Lyuba the Tank Killer

Fighting for the Soviet Motherland: Recollections from the Eastern Front, by Dmitrii Loza, translated by James F. Gebhardt (Lincoln, NE: University of Nebraska Press, 1998), pp. 5–9.

 

The protivotankovoye ruzhe Simonova [PTRS – an antitank rifle of Simonov design] was self-loading an had a bore diameter of 14.5 millimeters; it weighed 21 kilograms [46 pounds] and had an effective rate of fire of 15 rounds per minute, a magazine capacity of five rounds, a muzzle velocity of 1,012 meters per second [3,320 feet per second], and an armor-penetrating capability of 35 millimeters at a range of 100 meters. Lyuba was thus a peteerovets, pronounced pe-te-er-ovets, the word is formed from the letters in the acronym PTR, which stands for protivotankovoye ruzhe (antitank rifle). [JG]

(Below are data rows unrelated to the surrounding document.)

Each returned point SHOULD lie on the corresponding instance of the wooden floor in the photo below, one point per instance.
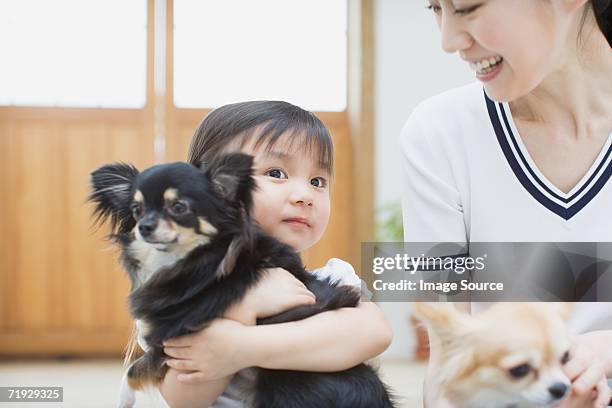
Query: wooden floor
(95, 384)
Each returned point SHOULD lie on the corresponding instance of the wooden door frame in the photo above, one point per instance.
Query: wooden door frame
(361, 120)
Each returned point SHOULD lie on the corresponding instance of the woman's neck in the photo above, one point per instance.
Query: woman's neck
(576, 97)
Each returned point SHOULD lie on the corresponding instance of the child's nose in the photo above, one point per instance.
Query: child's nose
(302, 196)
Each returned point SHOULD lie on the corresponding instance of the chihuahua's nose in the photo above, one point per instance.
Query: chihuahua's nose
(558, 390)
(147, 226)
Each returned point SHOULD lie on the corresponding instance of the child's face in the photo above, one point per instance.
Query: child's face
(292, 199)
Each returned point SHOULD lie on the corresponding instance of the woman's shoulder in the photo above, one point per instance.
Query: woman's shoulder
(452, 101)
(446, 119)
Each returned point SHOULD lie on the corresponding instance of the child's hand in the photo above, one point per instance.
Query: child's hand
(276, 292)
(586, 371)
(210, 354)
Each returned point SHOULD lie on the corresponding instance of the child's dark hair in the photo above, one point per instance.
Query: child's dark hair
(266, 121)
(602, 9)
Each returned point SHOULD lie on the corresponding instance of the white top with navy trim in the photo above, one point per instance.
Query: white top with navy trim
(467, 176)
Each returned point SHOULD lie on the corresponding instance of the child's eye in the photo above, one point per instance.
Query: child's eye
(318, 182)
(276, 173)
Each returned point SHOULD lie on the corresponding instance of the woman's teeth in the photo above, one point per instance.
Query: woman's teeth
(486, 65)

Original Source: D. F. Loza, Tankist na “inomarke.” Pobedili Germaniiu, razbili Iaponiiu. Moscow: Iauza, Eksmo, 2005.

War came to our land. As the poet Sergey Vikulov said, “They have thrown down the glove to Russia.” Not only men but also women picked up this glove. We men might have thought their hands were too weak for weapons, but there were women soldiers who did not wish to stand on the sidelines at this grave time for the Motherland. This account centers on one of the hundreds of thousands of women who entered military service during World War II.

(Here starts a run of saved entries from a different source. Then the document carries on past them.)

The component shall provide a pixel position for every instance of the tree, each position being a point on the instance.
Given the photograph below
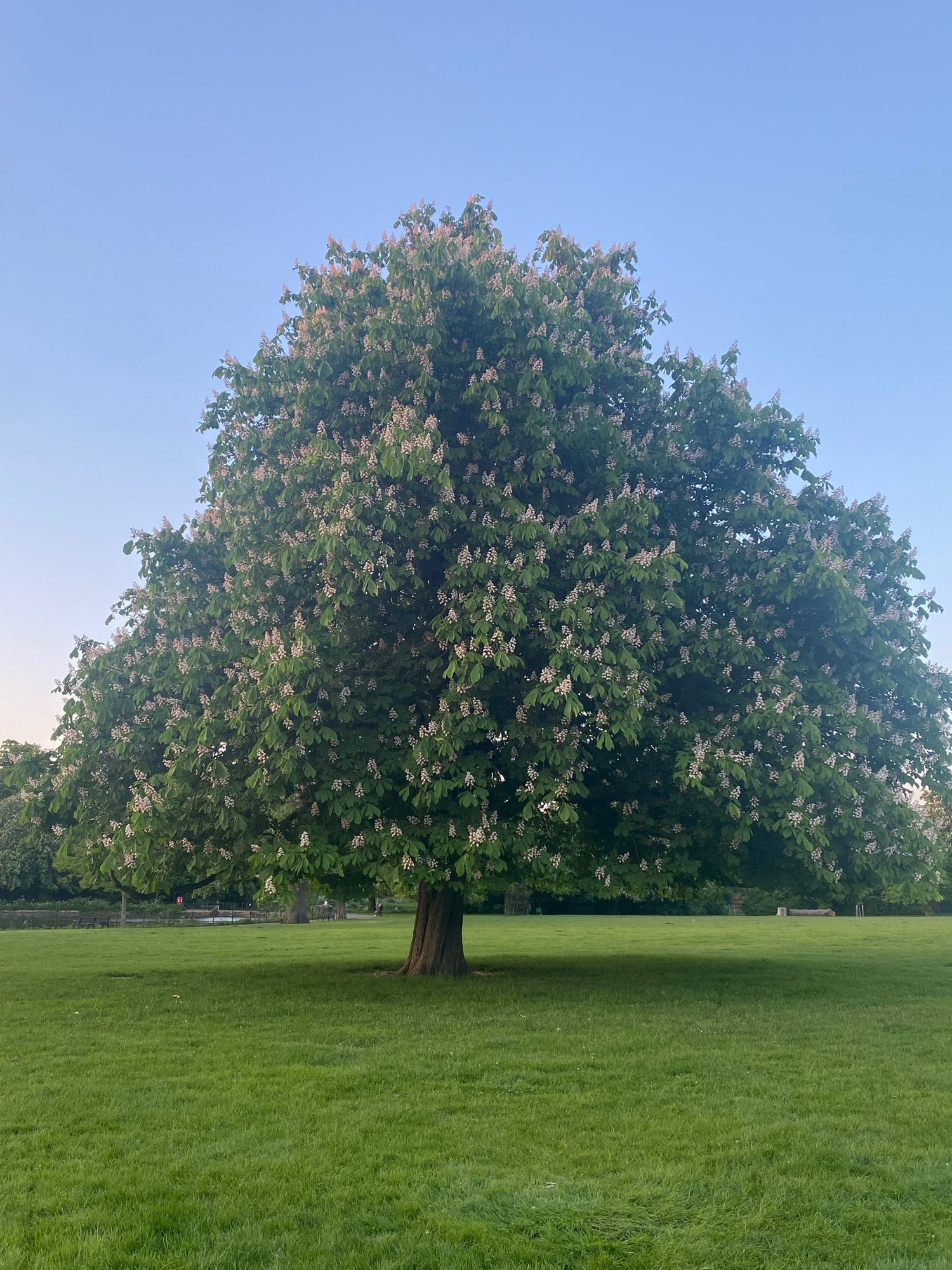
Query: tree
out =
(483, 587)
(27, 858)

Lyuba Zemska was born in 1923 in Kharkov, about 400 miles south of Moscow, in my own native Ukraine. We had a terrible famine there in 1933, and the young girl was orphaned. She was still living in an orphanage when the Germans invaded the Soviet Union. Determined to do her part, Lyuba made her way to the local military commission and insisted that they send her to the front. The commission instead sent her off to a medical training facility, where she took an accelerated course to become a medic. She went to the active army, to the medical battalion of 100th Rifle division, which was soon to become 1st Guards Division.

However, the work of a medic did not satisfy Lyuba Zemska. Her passionate desire was to kill the enemy with her own hands. Yet her frequent requests for transfer were ignored. The commission responsible for personnel reassignments would not release Lyuba from her medical specialty because soldiers with her level of medical training and skill were urgently needed on the front lines. She was conscientious, skillful in her profession, and physically strong. Undaunted by the lack of response to her transfer request and still determined to participate more actively in combat, she continued to work toward her goal.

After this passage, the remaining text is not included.